Ebbene, dall’Austria all’Olanda, dalla Francia alla Finlandia, le recenti tornate elettorali ed evoluzioni politiche stanno mettendo in retroguardia proprio quelle forze politiche ostili all’Europa unita in generale e all’euro in particolare. L’Italia deciderà il da farsi alle prossime elezioni politiche, previste al massimo per la primavera prossima; ma l’aria che tira è quella di non esagerare i toni anche da parte di chi fino ad oggi ha sbandierato il no-euro.
Bene così. E la situazione è paradossalmente buona. Perché a moneta forte di solito corrispondono esportazioni deboli (si svaluta soprattutto per recuperare competitività sul fronte dei prezzi). E invece i grandi Paesi esportatori, Germania e Italia in primis, stanno macinando record su record. Lo fanno perché hanno buoni prodotti da vendere (auto, farmaci, moda, vino, macchinari…). E il buon prodotto si sceglie appunto più per la bontà che per il prezzo.
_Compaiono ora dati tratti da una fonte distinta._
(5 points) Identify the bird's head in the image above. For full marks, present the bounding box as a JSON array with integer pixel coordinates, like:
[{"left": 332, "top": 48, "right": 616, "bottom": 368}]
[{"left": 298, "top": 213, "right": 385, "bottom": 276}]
Nel contempo, la stabilità dell’area euro sta attirando fiumi di capitali nelle nostre aziende e nei nostri asset territoriali, mattone anzitutto. Le recenti sanzioni decretate da alcuni Paesi arabi nei confronti del piccolo, ma ricchissimo Qatar, hanno scoperchiato la ragnatela di interessi economici che gli emiri locali hanno dalle nostre parti: dalla Costa Smeralda ai grattacieli milanesi; dalle case di moda alle catene alberghiere fino alle banche.
Fanno i loro interessi, che sono anche i nostri. I petrodollari tornano qui piuttosto che in altre zone del mondo, sostenendo le nostre economie. O cominceremo a chiamarli petroleuro?